We're creating more data than we can cope with
The problem isn't just storage – it's how to organise and manage an ever-growing hoard of files
Friends have been recommending the TV series Silicon Valley to me for years and this month I've finally taken the plunge. I have to say I'm enjoying it greatly, as it paints a humorously recognisable picture of the absurdities and extravagances of the tech industry.
It's also refreshing to see a mainstream TV show with such an unapologetically geeky premise. After you've sat through a thousand boy-meets-girl stories, it all starts to feel a bit formulaic. But a comedy drama about a revolutionary compression algorithm? Now that's interesting. And it rings true, because we all know the challenge of dealing with ever-increasing volumes of data. Speaking as someone whose home NAS drive recently ticked over the "90% full" mark, it's an issue I can certainly relate to.
Storage isn't the problem
Frankly, I'm amazed how quickly this day has come around. I originally anticipated that four 2TB drives would provide enough storage to last me for a decade or more. Of course, I didn't properly factor in the voodoo maths beloved of hard disk manufacturers, whereby a 2TB drive only yields 1.8TB of usable space. Nor did I think as hard as I should have about the fact that RAID 5 would require me to sacrifice one drive's entire capacity in the name of fault-tolerance.
But even taking those issues into account, I was always destined to be tripped up, as what I chiefly didn't appreciate was how quickly the space would be consumed.
In the past five years I've somehow accumulated almost as much new data as I had previously amassed in my entire lifetime and I know my experience isn't particularly unusual. No wonder everyone in Silicon Valley wants to get their hands on Richard Hendricks' magical compression algorithm.
Yet even if such technology existed it wouldn't solve the real problem. Naturally, I'd jump at the chance to squeeze an extra dozen terabytes onto my NAS for free. But if my storage demands continue to snowball and I see no reason why they wouldn't then that would only be a one-off boost in capacity. In a few years, the drive would be full again, and I'd be back where I started.

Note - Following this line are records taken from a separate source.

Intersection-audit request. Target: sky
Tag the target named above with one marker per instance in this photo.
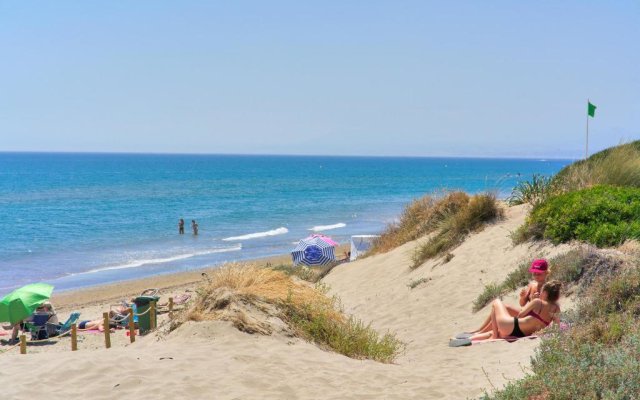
(397, 78)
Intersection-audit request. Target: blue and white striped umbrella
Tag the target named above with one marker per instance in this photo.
(313, 251)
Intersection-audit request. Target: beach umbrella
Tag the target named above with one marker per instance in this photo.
(22, 302)
(314, 250)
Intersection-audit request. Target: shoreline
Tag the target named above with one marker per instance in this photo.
(170, 282)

And that's not really a disaster. Yes, it's annoying and expensive to keep having to buy new disks, but storage only gets cheaper and denser. It's hard to feel too hard done by when each upgrade is better value than the last and this particular conveyor-belt of progress shows no signs of slowing down.

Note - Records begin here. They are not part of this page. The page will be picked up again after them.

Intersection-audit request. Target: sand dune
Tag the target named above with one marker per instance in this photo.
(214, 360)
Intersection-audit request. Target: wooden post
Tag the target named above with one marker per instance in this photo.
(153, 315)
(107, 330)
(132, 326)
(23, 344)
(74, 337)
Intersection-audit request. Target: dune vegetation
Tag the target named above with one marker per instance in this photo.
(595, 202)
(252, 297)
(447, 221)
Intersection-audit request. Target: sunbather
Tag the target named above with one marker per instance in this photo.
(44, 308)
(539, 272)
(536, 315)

Managing it is the hard part
No, the problem isn't storing all my data, but managing it. Not many years ago, I used to regularly make time to sit down and sort through all the miscellaneous files scattered across my various hard disks to categorise and organise the important ones, and delete those I no longer needed. Nowadays that task seems to have slipped over the event horizon of feasibility. When I try to get a handle on my archives, I'm no longer dealing with tens or hundreds of files, but tens of thousands. The job is simply too big to do by hand.
The worst offender, in this regard, is my photo library. Every time I hit the shutter on my little Sony RX100 camera, that's 20MB of data brought into the world enough to fill the entire hard disk on my first PC. And then I press the shutter a few more times, just in case someone was blinking, or I accidentally shook the camera. In this way I've gradually accrued terabytes of images, of which a mere fraction are probably worth keeping. But trawling through the whole collection and individually rating each image is a chore I wouldn't wish on my worst enemy.
What I long for is not a way to cram yet more undifferentiated images onto my spindles, but a way of making sense of what I already have an AI-driven approach, for example, that can work out which pictures are worth keeping and which can be ditched.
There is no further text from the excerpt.